Humayun recently received a call from a former convict from Helmand’s Nad-e Ali district who held him responsible for the dismantling of his drug business. “He told me (that) I am responsible for the confiscation of his car and that I should return it now,” Humayun told Radio Azadi.
Humayun is not the lone one facing such demands
Humanyun is not the only one facing such demands from criminals set free by the Taliban.
“Many former inmates are now threatening me and my colleagues to demand that we return their money,” he said. “A responsible court imposed penalties or ordered their properties confiscated. Yet they are insisting that we are personally responsible for what happened to them.”
Several prosecutors, judges, and lawyers have been killed in recent months. Others have been attacked or threatened.
Western nations have evacuated and granted asylum to hundreds of judicial workers from Afghanistan. But for the thousands who remain trapped in Afghanistan, particularly women, the future is bleak.
“He shot at me”
Fatana Mohammadi, a lawyer, was attacked by an unidentified man in broad daylight in her home in Kabul last month.
“He shot at me once, but I was able to dodge the bullet by throwing a blanket over him,” Mohammadi told Radio Azadi. “After that, his gun jammed,” she said, adding that the attacker then beat her.
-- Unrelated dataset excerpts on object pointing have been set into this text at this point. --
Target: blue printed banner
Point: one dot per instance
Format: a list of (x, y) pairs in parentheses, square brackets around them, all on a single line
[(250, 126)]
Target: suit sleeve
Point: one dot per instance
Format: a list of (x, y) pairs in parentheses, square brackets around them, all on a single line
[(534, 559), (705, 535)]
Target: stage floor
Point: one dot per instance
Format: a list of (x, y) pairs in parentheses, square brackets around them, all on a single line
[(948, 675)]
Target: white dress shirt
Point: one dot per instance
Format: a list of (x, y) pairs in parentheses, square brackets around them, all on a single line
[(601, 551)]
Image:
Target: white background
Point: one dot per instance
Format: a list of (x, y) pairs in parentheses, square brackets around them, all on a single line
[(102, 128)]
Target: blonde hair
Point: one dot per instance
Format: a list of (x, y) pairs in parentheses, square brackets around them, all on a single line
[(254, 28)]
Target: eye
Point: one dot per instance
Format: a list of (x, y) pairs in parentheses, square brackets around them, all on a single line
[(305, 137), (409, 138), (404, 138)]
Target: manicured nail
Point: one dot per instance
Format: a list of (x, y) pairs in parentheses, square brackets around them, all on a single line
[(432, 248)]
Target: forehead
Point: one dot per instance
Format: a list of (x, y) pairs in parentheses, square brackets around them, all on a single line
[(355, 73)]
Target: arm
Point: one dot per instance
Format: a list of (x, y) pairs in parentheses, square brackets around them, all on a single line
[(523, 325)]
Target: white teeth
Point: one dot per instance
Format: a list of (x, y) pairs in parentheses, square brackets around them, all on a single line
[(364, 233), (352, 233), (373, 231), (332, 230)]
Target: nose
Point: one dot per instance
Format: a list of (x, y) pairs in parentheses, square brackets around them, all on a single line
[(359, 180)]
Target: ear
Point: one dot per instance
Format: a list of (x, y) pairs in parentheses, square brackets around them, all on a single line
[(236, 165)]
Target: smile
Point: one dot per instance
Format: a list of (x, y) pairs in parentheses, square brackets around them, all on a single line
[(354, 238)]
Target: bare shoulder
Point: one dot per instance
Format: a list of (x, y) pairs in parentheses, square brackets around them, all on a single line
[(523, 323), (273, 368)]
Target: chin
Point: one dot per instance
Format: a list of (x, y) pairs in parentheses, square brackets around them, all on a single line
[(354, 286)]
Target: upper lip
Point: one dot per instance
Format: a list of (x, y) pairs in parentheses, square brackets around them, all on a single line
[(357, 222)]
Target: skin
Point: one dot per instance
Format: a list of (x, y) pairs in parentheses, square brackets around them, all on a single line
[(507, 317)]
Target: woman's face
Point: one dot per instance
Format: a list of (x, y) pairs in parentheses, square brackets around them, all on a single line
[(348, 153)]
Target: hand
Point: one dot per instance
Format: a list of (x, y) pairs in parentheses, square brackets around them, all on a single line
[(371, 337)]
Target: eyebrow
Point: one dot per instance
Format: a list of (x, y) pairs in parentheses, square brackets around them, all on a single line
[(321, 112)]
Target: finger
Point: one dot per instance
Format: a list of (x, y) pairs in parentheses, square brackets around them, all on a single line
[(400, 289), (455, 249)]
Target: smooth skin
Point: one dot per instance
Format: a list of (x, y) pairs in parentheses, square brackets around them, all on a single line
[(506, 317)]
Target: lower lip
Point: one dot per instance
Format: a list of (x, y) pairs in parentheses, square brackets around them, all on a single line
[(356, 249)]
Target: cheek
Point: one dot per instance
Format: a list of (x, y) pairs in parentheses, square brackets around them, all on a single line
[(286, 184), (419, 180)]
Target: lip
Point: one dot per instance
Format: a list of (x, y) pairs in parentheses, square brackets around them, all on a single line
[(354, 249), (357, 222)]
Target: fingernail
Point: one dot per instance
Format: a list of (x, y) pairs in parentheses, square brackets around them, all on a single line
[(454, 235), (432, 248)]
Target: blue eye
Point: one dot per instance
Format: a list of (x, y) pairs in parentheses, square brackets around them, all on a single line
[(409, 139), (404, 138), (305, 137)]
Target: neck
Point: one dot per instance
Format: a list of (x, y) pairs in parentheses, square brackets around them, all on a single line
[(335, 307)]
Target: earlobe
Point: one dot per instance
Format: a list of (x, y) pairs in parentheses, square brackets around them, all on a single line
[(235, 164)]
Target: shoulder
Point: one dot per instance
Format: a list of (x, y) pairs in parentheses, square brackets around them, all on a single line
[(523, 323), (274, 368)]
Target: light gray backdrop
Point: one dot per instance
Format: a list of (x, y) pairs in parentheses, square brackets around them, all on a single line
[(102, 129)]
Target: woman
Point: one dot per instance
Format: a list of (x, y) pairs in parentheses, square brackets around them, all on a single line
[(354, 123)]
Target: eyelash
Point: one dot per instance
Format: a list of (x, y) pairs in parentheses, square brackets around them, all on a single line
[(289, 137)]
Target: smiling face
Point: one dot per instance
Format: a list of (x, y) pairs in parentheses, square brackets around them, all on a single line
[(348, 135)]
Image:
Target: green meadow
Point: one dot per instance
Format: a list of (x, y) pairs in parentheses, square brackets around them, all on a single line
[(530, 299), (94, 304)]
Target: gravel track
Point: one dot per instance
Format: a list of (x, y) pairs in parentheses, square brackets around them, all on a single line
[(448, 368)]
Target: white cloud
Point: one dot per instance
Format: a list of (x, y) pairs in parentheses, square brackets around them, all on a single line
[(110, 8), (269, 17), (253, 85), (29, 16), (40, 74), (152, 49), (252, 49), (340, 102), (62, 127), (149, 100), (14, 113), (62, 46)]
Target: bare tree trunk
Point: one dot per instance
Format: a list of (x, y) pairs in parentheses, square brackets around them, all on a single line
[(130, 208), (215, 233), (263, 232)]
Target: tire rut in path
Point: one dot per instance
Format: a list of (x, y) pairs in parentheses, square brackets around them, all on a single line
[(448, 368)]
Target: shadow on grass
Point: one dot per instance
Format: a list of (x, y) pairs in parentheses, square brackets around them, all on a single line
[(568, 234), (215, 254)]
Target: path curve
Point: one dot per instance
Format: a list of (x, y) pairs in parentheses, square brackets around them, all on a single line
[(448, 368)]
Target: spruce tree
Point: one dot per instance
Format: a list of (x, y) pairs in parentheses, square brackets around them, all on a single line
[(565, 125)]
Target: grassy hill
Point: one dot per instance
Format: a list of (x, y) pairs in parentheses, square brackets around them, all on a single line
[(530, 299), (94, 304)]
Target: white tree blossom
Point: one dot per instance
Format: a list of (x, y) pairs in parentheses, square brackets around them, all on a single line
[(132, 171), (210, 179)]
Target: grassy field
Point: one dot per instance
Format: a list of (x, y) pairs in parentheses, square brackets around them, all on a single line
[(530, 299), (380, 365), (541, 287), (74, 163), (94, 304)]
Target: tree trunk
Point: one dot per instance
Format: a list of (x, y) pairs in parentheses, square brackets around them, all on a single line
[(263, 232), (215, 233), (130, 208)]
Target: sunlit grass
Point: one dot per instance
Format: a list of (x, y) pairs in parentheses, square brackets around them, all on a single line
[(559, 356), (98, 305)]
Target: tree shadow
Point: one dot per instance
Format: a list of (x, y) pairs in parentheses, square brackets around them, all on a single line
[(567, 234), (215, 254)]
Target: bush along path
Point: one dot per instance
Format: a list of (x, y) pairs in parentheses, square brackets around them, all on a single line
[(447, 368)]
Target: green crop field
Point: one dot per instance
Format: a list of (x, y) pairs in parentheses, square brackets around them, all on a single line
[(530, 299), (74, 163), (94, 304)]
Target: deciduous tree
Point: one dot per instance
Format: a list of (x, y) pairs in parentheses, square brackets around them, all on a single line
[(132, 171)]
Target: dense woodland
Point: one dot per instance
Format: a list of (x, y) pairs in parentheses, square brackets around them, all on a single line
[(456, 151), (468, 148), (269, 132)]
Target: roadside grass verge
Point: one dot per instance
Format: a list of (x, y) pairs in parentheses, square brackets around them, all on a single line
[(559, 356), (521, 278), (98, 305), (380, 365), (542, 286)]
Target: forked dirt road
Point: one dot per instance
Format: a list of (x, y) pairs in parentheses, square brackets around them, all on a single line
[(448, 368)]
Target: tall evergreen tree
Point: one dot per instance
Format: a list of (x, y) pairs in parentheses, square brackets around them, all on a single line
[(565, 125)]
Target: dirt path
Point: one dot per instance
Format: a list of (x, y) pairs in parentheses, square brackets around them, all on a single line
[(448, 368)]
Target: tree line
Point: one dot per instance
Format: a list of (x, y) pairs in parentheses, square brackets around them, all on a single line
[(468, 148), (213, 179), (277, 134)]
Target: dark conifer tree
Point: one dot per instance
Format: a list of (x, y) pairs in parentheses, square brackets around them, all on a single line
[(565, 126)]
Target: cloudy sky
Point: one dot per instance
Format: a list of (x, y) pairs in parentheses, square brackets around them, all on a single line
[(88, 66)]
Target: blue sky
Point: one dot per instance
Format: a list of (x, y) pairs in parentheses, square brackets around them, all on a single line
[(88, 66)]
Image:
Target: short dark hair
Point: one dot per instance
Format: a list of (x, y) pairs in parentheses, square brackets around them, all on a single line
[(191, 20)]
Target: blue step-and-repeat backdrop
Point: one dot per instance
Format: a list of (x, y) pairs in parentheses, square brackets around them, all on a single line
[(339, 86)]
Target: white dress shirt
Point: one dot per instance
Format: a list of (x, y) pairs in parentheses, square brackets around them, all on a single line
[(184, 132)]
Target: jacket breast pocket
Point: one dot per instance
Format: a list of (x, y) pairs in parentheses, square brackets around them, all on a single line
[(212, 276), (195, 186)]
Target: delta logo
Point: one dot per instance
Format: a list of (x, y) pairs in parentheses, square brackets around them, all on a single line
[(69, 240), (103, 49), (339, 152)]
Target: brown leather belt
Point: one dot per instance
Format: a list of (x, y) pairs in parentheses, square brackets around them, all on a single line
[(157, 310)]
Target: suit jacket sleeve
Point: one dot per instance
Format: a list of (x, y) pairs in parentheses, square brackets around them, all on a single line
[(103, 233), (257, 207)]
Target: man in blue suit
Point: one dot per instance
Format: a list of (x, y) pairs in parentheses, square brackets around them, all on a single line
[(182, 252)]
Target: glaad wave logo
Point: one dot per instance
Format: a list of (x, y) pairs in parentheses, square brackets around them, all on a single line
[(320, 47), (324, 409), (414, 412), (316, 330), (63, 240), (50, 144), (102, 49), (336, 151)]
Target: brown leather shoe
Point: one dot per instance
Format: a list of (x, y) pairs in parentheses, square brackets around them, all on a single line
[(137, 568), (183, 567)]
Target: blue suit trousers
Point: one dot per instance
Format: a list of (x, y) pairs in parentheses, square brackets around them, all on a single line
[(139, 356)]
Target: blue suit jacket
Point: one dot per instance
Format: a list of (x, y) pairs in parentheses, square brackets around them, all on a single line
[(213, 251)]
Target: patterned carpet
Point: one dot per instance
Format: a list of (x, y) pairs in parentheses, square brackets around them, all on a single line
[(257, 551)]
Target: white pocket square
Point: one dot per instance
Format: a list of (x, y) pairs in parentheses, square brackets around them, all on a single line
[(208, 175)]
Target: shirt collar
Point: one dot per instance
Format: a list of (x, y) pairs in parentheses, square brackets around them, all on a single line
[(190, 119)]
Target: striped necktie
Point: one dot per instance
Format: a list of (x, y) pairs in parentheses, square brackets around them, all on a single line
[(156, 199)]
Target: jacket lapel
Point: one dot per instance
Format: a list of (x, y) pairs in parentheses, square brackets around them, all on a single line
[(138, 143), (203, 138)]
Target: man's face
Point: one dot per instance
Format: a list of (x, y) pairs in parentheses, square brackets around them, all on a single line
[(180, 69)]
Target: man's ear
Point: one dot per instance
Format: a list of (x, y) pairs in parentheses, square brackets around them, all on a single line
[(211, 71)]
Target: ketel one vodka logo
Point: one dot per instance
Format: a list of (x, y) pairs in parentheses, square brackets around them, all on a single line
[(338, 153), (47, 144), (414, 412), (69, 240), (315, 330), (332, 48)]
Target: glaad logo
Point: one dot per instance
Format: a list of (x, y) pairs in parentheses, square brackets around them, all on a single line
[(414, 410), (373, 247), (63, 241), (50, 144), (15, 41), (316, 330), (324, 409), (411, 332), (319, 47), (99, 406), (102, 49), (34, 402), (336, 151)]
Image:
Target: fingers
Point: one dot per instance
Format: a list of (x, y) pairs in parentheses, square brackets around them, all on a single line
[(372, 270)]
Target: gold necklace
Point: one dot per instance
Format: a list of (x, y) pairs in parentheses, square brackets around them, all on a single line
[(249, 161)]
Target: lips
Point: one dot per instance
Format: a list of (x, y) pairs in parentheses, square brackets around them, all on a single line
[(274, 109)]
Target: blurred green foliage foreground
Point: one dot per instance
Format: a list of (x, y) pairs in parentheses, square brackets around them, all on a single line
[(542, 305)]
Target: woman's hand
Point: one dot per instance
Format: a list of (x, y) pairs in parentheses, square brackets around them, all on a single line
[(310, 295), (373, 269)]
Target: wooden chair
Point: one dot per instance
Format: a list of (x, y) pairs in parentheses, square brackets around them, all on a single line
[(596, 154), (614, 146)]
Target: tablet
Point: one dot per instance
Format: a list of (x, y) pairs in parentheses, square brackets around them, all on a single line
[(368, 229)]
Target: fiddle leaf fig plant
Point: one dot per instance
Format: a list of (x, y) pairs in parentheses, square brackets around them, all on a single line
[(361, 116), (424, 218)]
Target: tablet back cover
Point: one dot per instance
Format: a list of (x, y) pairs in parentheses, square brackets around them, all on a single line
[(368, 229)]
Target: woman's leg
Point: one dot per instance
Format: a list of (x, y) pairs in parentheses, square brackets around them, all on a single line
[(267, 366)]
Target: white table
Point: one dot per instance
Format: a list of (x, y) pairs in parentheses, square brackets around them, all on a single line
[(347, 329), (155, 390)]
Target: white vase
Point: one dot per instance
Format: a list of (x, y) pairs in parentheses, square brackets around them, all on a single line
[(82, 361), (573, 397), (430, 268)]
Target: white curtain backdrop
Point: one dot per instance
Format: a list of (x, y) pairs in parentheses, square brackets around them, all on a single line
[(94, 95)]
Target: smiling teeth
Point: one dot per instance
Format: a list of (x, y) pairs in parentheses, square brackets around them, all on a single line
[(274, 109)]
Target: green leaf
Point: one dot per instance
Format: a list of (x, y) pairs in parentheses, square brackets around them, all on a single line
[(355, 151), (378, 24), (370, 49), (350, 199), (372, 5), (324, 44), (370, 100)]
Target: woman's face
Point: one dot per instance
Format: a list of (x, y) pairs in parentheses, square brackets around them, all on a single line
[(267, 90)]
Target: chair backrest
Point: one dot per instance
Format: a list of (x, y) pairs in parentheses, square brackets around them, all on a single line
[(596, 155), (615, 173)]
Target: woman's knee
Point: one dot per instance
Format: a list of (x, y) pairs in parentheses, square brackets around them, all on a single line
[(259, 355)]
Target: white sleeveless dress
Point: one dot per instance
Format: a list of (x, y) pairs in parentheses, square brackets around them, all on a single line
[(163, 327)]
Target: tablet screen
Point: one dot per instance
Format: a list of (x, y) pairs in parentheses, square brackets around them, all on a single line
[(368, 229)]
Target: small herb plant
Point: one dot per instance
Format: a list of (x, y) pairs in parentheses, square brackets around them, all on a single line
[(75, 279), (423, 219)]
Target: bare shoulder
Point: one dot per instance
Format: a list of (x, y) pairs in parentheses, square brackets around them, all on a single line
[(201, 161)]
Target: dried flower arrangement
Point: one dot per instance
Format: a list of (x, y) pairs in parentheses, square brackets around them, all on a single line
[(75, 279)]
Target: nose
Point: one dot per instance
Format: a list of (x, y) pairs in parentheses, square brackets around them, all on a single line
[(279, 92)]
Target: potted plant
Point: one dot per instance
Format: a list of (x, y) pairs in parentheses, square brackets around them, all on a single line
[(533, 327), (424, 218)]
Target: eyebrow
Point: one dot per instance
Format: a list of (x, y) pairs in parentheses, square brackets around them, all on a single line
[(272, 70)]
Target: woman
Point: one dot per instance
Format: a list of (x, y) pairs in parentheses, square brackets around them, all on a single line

“My cries for help attracted the attention of my neighbors,” who took hold of the attacker and handed him over to the Taliban, she said.
“I still do not know who he was or why he wanted to kill me,” added Mohammadi.
Inamullah Samagani, a Taliban spokesman, told journalists in November that the militant group was not targeting former prosecutors. “There is no arbitrary or prejudiced treatment of (former) prosecutors,” he said.
Taliban tightens grip on justice system
Afghanistan’s judiciary has undergone a swift and complete overhaul since the Taliban seized power. There is no place for lawyers trained through the pedagogical tools of modern law education under the Sharia legal system that the Taliban have brought with them. The modern way of dispensing justice does not appeal to the Taliban, who feel it is too slow and ineffective.
In November, the Taliban’s justice minister, Mullah Abdul Hakim, declared that only Taliban-approved lawyers can work in their Islamic courts, effectively revoking the licenses of some 2,500 lawyers and banning women from working in law.
Dozens of Taliban gunmen also stormed the offices of Afghanistan’s Independent Bar Association (AIBA) in Kabul that month and ordered its employees to stop their work. The Taliban has put the AIBA under the control of its Justice Ministry, stripping the organization of its independence.
The moves have raised deep concerns about the impartiality and fairness of criminal trials under the Taliban that will be dominated by insurgents and clerics.
During its earlier rule over Afghanistan between 1996 and 2001, the Taliban courts used their tribal interpretations of Shari’a law to prescribe extreme public punishments, including executions, floggings, and amputations.
Since returning to power, the Taliban has signalled a return to some of its past methods.
“There’s no indication that the Taliban are thinking about incorporating the institutional setup of the previous government’s judicial and legal system,” Haroun Rahimi, a self-exiled assistant law professor for the Kabul-based American University of Afghanistan told Radio Azadi.
“They view that system with disdain,” he added. “They’d like to continue what they perceive as a more Islamic – authentically Islamic – simple version of the adjudication that they were doing with their shadow courts.”